Ineffective Retention refers to the space between the lungs and the nose, that is, the space in the nasal, throat, trachea, and bronchus which contains residual air of about 150ml. The residual air in Ineffective Retention has more carbon dioxide and lesser oxygen compared to the air outside.
Each inhale of 500ml of air from the outside will include this 150ml residual air in the Ineffective Retention. This means the effective oxygen content in each inhale is in fact lesser than 21%! This means, for every minute, you will be taking in about 2400-2700ml of residual air in the Ineffective Retention space!
Active air volume in the lungs is very important. Thus, through deep breathing, achieved through abdominal breathing ? the air exchange in the lungs can be increased to 2000-6000ml, and at times, exceeding 6000ml!
And with deep breathing, which takes longer time per breath. On average, if you do deep and slow breathing, you can reduce the rate of breathing to 9 times per minutes, taking more than 2000ml of air per inhale. This will in effect, reduce the number of times where the 150 ml of air in the Ineffective Retention going back into the lung. This means that only 1350ml of residual air going back into the lung exchange, but fresh air exchanged is more than 18000ml per minute!
This increases oxygen intake significantly. Blood circulation and metabolism rate will increase, and immune system will be enhanced through deep, abdominal breathing!
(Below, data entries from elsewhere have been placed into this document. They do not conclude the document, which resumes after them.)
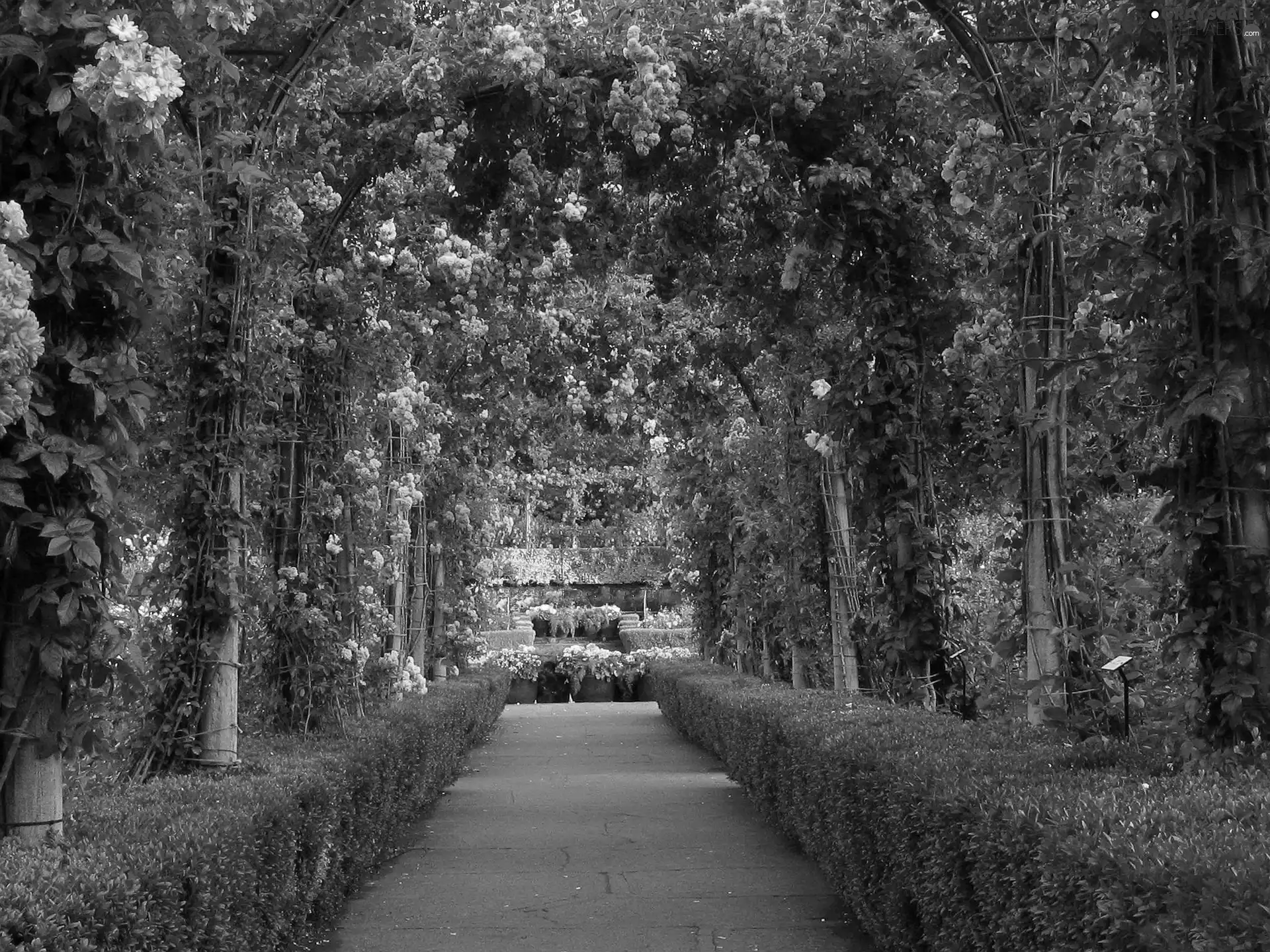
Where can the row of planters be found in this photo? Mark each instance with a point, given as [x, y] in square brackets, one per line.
[574, 621]
[581, 673]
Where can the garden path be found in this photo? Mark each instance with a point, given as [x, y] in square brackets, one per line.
[596, 828]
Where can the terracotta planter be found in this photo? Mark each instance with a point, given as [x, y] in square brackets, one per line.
[644, 688]
[553, 688]
[595, 690]
[524, 691]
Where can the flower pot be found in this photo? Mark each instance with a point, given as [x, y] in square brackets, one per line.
[553, 688]
[595, 690]
[644, 688]
[524, 691]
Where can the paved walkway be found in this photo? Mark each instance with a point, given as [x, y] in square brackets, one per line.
[595, 828]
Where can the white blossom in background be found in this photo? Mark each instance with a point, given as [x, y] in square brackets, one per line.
[132, 83]
[821, 442]
[574, 208]
[21, 340]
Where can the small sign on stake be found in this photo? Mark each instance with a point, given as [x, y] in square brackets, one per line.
[1117, 664]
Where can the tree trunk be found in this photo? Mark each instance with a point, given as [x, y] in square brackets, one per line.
[218, 727]
[1043, 400]
[439, 602]
[843, 576]
[421, 589]
[31, 779]
[798, 666]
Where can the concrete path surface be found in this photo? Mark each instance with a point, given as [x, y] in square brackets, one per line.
[595, 828]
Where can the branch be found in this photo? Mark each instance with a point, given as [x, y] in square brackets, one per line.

This is another proof to show that Tai Chi Breathing has its scientific logic and reason for improving your health conditions and mental well-being. However, the data above showed how health can be improved by deep abdominal breathing alone only.
My system involves 5 Steps of Tai Chi Breathing, and abdominal breathing is only Step 2 of the whole system, and on its on, has shown such tremendous effect on your body health. What about other steps? And if you are interested in learning how to do Tai Chi Breathing correctly, and to make it your habit, go to my website under my signature and find out how.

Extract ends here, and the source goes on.